Last night I was suddenly smacked upside in the head by a terrible headache. It was awful. I woke up from a nap, felt something developing, and then by dinnertime, my head was ready to explode. I don’t think I would like to have my head explode. I kind of like my head. Anyways, while trying to sleep to make my headache go away, I was trying to think of what to write for today. I decided that I would write a scathing letter to my headache. Which… I think is named George? I forget. My friend named my headache for me once.
Dear Migraine-esque Headache whom I think is named George,
I don’t like you. You’re a terrible non-friend, and I really, really dislike it when you attack me suddenly without warning as you did yesterday. Normally, you give me an entire’s day notice before you begin your onslaught, but yesterday was unforgivable! I thought I had a few more hours at least before you would develop your full frontal attack, but no. You didn’t. In fact, it was more like a rampage through my head that was completely unwarranted.
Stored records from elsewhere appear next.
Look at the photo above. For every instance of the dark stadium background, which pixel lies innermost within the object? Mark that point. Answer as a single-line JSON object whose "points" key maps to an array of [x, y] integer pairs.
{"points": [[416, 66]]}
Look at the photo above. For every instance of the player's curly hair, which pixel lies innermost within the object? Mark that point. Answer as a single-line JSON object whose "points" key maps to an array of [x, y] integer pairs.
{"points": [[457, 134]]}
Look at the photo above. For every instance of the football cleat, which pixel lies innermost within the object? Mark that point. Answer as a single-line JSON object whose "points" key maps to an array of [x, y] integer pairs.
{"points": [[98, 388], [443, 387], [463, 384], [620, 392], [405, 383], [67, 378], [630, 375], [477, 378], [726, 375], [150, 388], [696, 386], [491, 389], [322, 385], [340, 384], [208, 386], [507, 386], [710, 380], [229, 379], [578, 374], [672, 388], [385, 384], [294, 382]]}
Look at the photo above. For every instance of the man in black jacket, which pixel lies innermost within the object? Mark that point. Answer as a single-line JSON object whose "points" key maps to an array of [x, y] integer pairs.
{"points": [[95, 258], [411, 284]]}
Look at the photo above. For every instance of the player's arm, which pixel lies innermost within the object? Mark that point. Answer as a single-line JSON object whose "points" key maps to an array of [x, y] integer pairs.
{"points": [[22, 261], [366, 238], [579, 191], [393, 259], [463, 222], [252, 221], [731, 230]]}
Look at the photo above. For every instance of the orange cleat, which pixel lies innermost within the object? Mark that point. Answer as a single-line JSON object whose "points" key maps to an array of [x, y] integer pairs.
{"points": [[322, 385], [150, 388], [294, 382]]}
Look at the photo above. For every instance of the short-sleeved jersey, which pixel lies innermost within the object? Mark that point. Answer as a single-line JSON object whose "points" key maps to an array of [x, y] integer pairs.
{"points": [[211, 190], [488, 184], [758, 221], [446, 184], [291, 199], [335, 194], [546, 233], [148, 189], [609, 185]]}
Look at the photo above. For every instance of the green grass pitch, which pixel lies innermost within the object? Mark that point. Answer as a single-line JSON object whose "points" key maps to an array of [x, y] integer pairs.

I mean, really, George. Can’t we sit down at the negotiation table and have some discussion, instead? This kind of ambushing is completely unnecessary. I’m a perfectly reasonable person and am willing to concede when I think your demands would be justified. There’s no need for this un-gentleman-like behavior. Your mother ought to have taught you better.
And what did that blitzkrieg win you, anyway? All it made me do was go to sleep. And then I got a lot of sleep. And you had to go away, hanging your head down in defeat. See? You got nothing. That offensive that you initiated–nothing gained. And when have you ever gained anything from attacking me, anyways, right? This is why I think it would make much more sense for you to stop all this nonsense.
I would like to extend to you the warm hand of friendship. If you would like to take me up on this offer, you know where to find me. I am in high hopes that we will be the best of friends.